BEIJING – A Chinese Trade Ministry bulletin on Saturday warned that Beijing is set to retaliate if Tokyo decides to impose emergency curbs on soaring imports from China of stone leeks, shiitake mushrooms and rushes used in tatami mats.
“China is likely to retaliate by taking appropriate measures,” reported International Business, a publication under the Foreign Trade and International Cooperation Ministry.
The report sharply contradicts Beijing’s earlier stated position that it wants to avoid politicizing the trade issue between the two nations and instead resolve the issue through dialogue.
On Friday, Vice Foreign Minister Wang Yi said, “We hope that the issue would be resolved without affecting the smooth progress of bilateral relations.”
China has refused Japan’s compromise request for voluntary export curbs on the three farm products.

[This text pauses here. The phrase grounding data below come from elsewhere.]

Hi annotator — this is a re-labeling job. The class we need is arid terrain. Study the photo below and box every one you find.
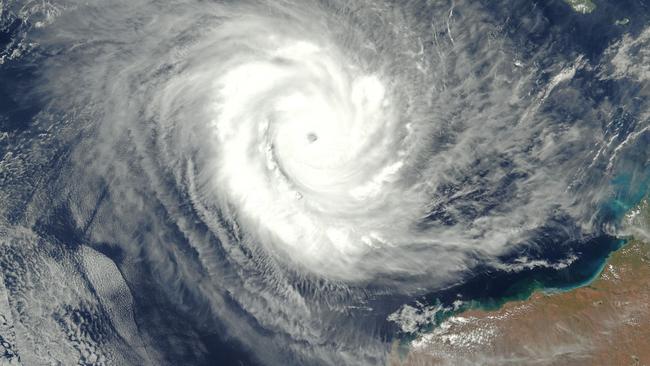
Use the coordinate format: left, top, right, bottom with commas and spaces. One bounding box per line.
391, 237, 650, 366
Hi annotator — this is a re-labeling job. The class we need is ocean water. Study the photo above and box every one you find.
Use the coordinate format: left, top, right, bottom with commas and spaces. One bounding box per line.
1, 1, 649, 365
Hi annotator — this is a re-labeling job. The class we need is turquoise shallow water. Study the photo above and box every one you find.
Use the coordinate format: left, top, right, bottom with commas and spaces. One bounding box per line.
392, 236, 627, 352
3, 0, 650, 364
400, 171, 650, 337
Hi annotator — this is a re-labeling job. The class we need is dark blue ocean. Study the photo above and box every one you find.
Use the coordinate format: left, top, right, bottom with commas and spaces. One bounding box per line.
1, 1, 649, 365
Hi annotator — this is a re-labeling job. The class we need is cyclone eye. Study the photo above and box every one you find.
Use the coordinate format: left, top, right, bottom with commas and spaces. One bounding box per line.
10, 1, 649, 365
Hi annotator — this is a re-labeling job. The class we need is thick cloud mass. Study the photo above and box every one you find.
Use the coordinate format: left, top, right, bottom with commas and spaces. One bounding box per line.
0, 0, 649, 365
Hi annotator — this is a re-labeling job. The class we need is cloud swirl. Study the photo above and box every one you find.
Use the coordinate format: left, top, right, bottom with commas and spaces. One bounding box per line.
1, 0, 649, 365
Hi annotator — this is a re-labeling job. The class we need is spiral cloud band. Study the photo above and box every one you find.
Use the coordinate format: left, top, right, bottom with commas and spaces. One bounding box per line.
1, 0, 649, 365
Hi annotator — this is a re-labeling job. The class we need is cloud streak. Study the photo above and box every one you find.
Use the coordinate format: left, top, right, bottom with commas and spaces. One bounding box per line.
0, 0, 649, 364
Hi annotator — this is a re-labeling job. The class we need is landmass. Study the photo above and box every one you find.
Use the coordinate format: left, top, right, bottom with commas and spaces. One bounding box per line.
391, 199, 650, 365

Earlier Friday in Tokyo, Agriculture Minister Yoshio Yatsu, Finance Minister Kiichi Miyazawa and Trade Minister Takeo Hiranuma reached a basic agreement to impose the temporary emergency curb under a safeguard mechanism of the World Trade Organization.
A final decision on the restrictions will be made this week when the three ministers meet with Foreign Minister Yohei Kono.
If imposed, the curb — while temporary — will be the first measure taken by Japan under the WTO mechanism, which is designed to slow imports to allow a specific industry to adjust to heightened competition from foreign suppliers.
Under the planned restrictions, Tokyo will raise tariffs to compensate for the difference between domestic wholesale prices and import prices for a maximum of 200 days. The duties could take effect in mid-April.
Japan’s vegetable imports have soared in recent years. In 2000, imports of fresh vegetables jumped 50 percent from 1996 levels. Of these, imports of stone leeks increased roughly 24-fold, while those of shiitake and rush products soared 70 percent and 80 percent.